Monday, December 8, 2008

Personal economic indicators

This morning, I watched a video clip by Jim Jubak about creating your own economic indicators. This idea made perfect sense to me. When I was in the restaurant business, I could tell where the economy was headed based on the behavior of my customers.

It is because of that fact that I say that the economy has been in trouble for a long time. We only recently officially declared a recession. But from the ground floor, the recession has been here for a long time.

The economy started to look sluggish before 9/11. I was already cutting loose employees because sales were down. Then 9/11 happened; and in the space of an hour, the economy jumped to what it was going to be two years in the future. And from where I was sitting, it never actually recovered (official numbers say differently; my customers would have disagreed).

I was using this personal economic indicator, as well as the rent and house prices in my neighborhood, to time my own personal entry in the real estate market. I knew that based on those indicators that we were in a housing bubble.
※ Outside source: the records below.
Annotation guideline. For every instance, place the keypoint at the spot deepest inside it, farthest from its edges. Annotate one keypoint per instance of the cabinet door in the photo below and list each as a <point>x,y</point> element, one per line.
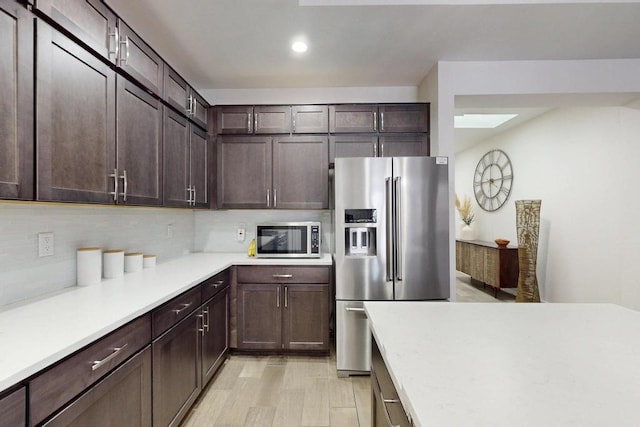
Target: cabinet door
<point>90,21</point>
<point>123,398</point>
<point>310,119</point>
<point>75,121</point>
<point>244,172</point>
<point>259,317</point>
<point>404,145</point>
<point>13,408</point>
<point>199,110</point>
<point>272,119</point>
<point>16,101</point>
<point>215,341</point>
<point>199,160</point>
<point>137,59</point>
<point>177,371</point>
<point>234,120</point>
<point>176,160</point>
<point>358,118</point>
<point>305,318</point>
<point>301,172</point>
<point>176,90</point>
<point>404,118</point>
<point>352,146</point>
<point>139,142</point>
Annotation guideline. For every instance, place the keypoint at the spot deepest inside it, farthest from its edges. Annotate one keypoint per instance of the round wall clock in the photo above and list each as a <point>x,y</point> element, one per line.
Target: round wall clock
<point>492,180</point>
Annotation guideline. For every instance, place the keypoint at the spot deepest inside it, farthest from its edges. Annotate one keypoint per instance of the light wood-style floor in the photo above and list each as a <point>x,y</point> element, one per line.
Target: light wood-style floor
<point>283,391</point>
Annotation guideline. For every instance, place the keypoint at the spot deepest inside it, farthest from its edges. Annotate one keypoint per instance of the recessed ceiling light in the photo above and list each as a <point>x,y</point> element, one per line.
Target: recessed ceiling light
<point>299,47</point>
<point>481,121</point>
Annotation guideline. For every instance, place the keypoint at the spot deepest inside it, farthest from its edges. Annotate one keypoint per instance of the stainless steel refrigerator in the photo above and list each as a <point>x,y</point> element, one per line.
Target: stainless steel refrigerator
<point>392,243</point>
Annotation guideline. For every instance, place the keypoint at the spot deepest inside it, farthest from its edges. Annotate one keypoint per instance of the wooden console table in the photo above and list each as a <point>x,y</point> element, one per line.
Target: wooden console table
<point>488,263</point>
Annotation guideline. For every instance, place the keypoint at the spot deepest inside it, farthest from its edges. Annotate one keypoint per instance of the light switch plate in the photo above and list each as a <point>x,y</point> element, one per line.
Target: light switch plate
<point>45,244</point>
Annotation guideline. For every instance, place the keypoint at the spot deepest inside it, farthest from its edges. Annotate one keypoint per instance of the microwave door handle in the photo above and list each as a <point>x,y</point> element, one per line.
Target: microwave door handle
<point>389,224</point>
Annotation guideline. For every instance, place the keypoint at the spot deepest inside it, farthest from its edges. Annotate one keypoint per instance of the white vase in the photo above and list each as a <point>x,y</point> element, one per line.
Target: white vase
<point>468,232</point>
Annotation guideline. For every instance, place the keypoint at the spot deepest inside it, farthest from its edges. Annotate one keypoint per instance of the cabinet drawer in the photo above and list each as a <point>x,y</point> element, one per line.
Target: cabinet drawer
<point>52,389</point>
<point>283,274</point>
<point>215,284</point>
<point>175,310</point>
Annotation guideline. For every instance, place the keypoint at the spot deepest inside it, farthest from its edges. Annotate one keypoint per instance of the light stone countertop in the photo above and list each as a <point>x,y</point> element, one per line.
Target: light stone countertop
<point>36,334</point>
<point>479,364</point>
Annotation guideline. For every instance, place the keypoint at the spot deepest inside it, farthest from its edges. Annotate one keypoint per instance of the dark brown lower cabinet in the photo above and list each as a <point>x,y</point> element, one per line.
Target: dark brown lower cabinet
<point>283,317</point>
<point>122,398</point>
<point>177,368</point>
<point>386,408</point>
<point>13,408</point>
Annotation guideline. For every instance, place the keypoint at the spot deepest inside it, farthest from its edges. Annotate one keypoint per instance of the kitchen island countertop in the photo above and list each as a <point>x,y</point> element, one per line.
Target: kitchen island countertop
<point>38,333</point>
<point>461,364</point>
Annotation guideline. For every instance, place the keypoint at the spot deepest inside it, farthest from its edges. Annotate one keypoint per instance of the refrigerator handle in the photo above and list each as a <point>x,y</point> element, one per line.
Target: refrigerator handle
<point>398,221</point>
<point>389,236</point>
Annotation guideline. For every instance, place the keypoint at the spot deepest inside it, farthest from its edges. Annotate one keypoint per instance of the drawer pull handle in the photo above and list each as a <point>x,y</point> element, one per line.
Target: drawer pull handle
<point>98,363</point>
<point>180,310</point>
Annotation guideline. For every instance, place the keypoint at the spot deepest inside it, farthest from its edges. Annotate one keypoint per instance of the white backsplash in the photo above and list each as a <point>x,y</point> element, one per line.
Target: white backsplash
<point>216,230</point>
<point>167,233</point>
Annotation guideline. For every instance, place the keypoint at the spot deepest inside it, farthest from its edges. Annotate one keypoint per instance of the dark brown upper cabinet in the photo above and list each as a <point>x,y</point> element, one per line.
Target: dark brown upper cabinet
<point>403,118</point>
<point>139,145</point>
<point>185,163</point>
<point>138,60</point>
<point>90,22</point>
<point>16,102</point>
<point>179,95</point>
<point>309,119</point>
<point>75,122</point>
<point>404,145</point>
<point>355,118</point>
<point>261,119</point>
My wife and I brought our house when the prices softened.

Personally, I wanted to wait longer until the bubble broke, but I could not afford to. My rent was going to go way up if I stayed in my apartment another year; as it was the rent on two apartments (me and the wife were only engaged at the time and living in separate apartments) and the art studio was the same amount as the mortgage payment we ended up with.

And in hindsight, the timing was right (despite the fact that we currently have an upside down mortgage): little did I realize that the economy was going to go so far south that I was going to lose my job and end up in college to earn a degree while the economy recovered. Fortunately, we brought a house that we could afford if one of us had employment difficulties (though I admit that I thought it was going to be her and not me).

But those of us on the ground floor saw it coming. As Jubak points out the official numbers are boiled and diced (my description, not his) and become misleading and confusing. So I agree with him that we all need to develop our own set of economic indicators for investing and business purposes.